Defund the BBC has already bought billboard and Facebook adverts highlighting the national broadcaster’s spending excesses. It plans to capitalise on public anger around this week’s BBC “rich list”, including Zoe Ball’s £1 million pay rise, to raise hundreds of thousands of pounds more to escalate its lobbying efforts.
The group is fronted by telegenic young conservative activists, including Darren Grimes, the 27-year-old pro-Brexit campaigner recently cleared of committing electoral offences during the EU referendum, and Calvin Robinson, a former Brexit Party parliamentary candidate.

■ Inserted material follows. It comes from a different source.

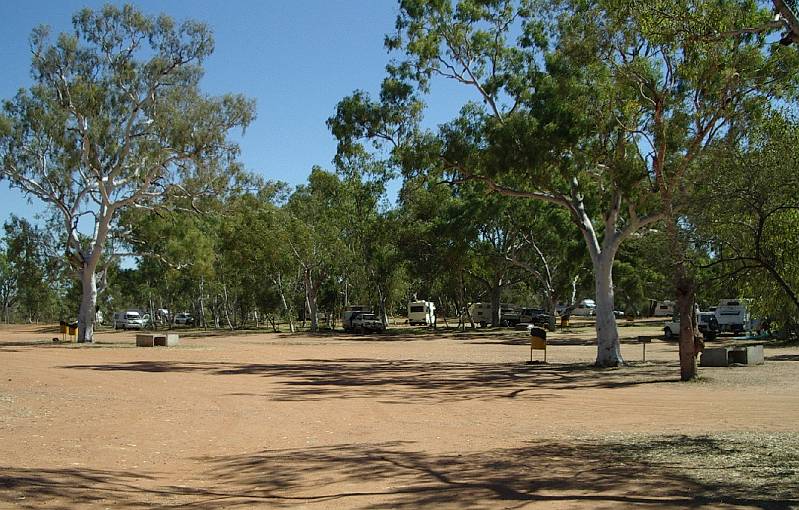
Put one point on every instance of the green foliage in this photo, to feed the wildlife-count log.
(749, 214)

Its listed founder is James Yucel, 18, treasurer of the University of Glasgow Conservative Association. However, the group’s day-to-day activities are led by Rebecca Ryan, 43, an experienced digital marketer who previously masterminded the #StandUp4Brexit campaign, which put pressure on MPs to oppose Theresa May’s Chequers deal.
She identified the broadcaster’s coverage of Black Lives Matter — specifically a headline on the BBC News website that read: “27 police officers injured during largely peaceful anti-racism protests” — as the catalyst for the challenge to the corporation’s funding model from right-wing activists.

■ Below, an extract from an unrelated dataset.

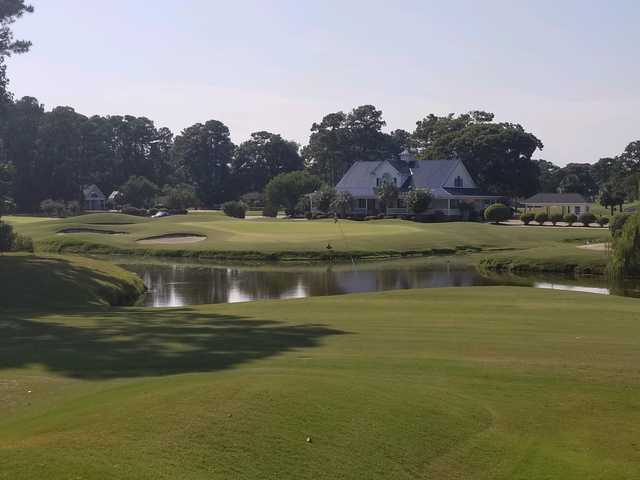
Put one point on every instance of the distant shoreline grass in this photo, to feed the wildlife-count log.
(503, 247)
(45, 282)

A “Defund The BBC” Twitter account established by Mr Yucel in June attracted 40,000 followers within 48 hours, prompting Ms Ryan to offer to take charge of a more formal campaign. “For the last four years the Brexiteers have been portrayed by the BBC as being thick, racist and old,” she told The Times yesterday. “It is difficult to explain to people who didn’t support Brexit how it actually feels to be forced to pay for something on fear of imprisonment only to be repeatedly portrayed in that way. It’s a deep, deep injustice.”

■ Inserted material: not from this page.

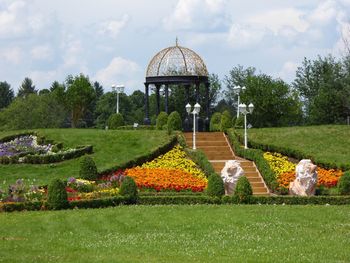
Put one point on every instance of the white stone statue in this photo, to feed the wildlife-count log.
(230, 174)
(306, 179)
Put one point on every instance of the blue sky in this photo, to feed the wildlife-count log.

Some commentators have suggested that Defund the BBC is being funded by wealthy right-wing donors. However, Ms Ryan insists that the group is “100 per cent grassroots-funded”. “The same thing happened with StandUp4Brexit, in that I get accused of being an astroturf [fake grassroots] campaign, and there’s some big man behind it,” said Ms Ryan, who is managing director of Blue Sky Digital, a political communications consultancy. “It’s quite a misogynist view. There was no big man behind StandUp4Brexit and there is no big man behind this.”
Defund the BBC says it has three main goals: to spread awareness of how people can legally cancel their TV licence, to push ministers to decriminalise non-payment of the licence fee and to lobby for the compulsory annual levy to be reduced to the lowest possible level in the BBC’s mid-charter review in 2022. The existence of the licence fee itself is guaranteed until 2027.
A GoFundMe crowdfunding appeal has raised £56,800 from 2,700 donors.
The BBC’s annual report revealed that TV licence sales fell by 250,000 last year. Recent YouGov polling found that only a quarter of people believed that the fee should continue in its present form, although the BBC itself retains a positive rating, with 48 per cent saying that they view it favourably compared with 44 per cent who do not.